Home Decisions

Decision 135/2018

Decision 135/2018: Mr K and the Scottish Prison Service

Critical incident review

Reference No: 201800890
Decision Date: 28 August 2018

 Summary

The SPS was asked for the critical incident review regarding a named prisoner.

The SPS disclosed the first part of the review report, but withheld the second part in full, on the basis that disclosure would be contrary to the Data Protection Act.

The Commissioner agreed that the SPS was correct to take this approach.

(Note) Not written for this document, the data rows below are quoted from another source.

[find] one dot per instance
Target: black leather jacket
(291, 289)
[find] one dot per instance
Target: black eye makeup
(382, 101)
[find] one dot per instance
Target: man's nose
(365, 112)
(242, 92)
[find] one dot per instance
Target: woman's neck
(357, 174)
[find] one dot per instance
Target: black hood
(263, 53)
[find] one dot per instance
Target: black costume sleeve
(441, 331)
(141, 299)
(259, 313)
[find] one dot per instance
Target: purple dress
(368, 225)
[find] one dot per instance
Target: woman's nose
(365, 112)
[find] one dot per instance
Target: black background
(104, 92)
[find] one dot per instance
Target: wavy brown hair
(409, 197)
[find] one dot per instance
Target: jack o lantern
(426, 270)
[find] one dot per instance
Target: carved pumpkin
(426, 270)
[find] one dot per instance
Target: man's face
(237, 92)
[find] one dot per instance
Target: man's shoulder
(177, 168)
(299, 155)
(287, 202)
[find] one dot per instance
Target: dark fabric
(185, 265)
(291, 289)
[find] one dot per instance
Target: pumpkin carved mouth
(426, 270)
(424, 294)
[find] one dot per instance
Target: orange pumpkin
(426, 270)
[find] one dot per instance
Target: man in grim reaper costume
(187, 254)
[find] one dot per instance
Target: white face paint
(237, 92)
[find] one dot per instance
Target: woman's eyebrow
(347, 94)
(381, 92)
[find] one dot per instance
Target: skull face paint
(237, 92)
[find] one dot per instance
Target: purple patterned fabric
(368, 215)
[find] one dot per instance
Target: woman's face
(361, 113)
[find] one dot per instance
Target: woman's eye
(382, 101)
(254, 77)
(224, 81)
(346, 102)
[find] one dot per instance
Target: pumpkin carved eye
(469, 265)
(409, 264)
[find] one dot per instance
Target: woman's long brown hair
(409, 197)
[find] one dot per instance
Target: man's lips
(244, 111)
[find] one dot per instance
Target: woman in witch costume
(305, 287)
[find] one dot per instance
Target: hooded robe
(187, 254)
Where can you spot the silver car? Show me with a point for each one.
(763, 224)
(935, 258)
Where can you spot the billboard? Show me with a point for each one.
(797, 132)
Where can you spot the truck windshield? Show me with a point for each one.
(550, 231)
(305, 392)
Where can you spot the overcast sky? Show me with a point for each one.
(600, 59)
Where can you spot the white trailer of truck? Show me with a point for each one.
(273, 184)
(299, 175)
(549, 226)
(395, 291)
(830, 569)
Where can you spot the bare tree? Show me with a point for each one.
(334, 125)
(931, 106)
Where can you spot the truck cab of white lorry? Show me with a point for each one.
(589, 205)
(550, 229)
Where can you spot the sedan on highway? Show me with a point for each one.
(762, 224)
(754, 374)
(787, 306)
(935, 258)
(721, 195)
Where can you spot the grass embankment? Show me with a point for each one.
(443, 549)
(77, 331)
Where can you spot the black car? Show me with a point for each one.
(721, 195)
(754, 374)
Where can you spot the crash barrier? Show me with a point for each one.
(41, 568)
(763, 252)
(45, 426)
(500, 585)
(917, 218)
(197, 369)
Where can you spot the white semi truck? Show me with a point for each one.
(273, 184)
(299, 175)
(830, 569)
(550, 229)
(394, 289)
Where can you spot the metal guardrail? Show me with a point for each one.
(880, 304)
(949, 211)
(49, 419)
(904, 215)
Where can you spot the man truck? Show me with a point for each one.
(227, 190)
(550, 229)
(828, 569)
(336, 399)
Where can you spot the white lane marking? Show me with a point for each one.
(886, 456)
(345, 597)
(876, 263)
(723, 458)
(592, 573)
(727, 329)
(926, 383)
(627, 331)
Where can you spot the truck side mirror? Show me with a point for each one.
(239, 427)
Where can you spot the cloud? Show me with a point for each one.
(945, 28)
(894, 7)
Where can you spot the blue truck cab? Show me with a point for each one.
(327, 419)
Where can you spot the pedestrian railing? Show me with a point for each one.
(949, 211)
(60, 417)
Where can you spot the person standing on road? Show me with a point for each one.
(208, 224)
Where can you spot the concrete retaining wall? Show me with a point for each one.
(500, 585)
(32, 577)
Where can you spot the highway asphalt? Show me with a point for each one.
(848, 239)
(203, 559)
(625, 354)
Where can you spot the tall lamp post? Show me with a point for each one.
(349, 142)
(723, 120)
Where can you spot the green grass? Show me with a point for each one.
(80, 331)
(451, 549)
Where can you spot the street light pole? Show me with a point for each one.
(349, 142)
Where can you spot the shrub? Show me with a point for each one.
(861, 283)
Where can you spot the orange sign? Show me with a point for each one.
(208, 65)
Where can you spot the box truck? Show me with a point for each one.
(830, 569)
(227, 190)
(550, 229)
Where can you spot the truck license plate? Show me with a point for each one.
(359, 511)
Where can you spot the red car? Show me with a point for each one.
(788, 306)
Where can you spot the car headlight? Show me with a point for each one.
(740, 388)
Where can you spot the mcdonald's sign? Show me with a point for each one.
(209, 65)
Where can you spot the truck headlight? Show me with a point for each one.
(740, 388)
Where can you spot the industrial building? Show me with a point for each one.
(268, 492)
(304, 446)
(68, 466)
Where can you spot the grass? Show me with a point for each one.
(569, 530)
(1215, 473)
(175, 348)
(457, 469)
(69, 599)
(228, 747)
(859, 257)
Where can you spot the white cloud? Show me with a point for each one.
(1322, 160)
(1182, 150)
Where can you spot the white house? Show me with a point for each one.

Relevant statutory provisions

Freedom of Information (Scotland) Act 2002 (FOISA) sections 1(1), (4) and (6) (General entitlement); 2(1)(a) and (2)(e)(ii) (Effect of exemptions); 38(1)(b), (2)(a)(i), (2)(b) and (5) (definitions of "data protection principles", "data subject" and "personal data") (Personal information)

Data Protection Act 1998 (the DPA 1998) sections 1(1) (Basic interpretative provision) (definition of personal data); Schedules 1 (The data protection principles, Part 1 - the principles) (the first data protection principle); 3 (Conditions relevant for purposes of the first principle: processing of sensitive personal data (conditions 1 and 5))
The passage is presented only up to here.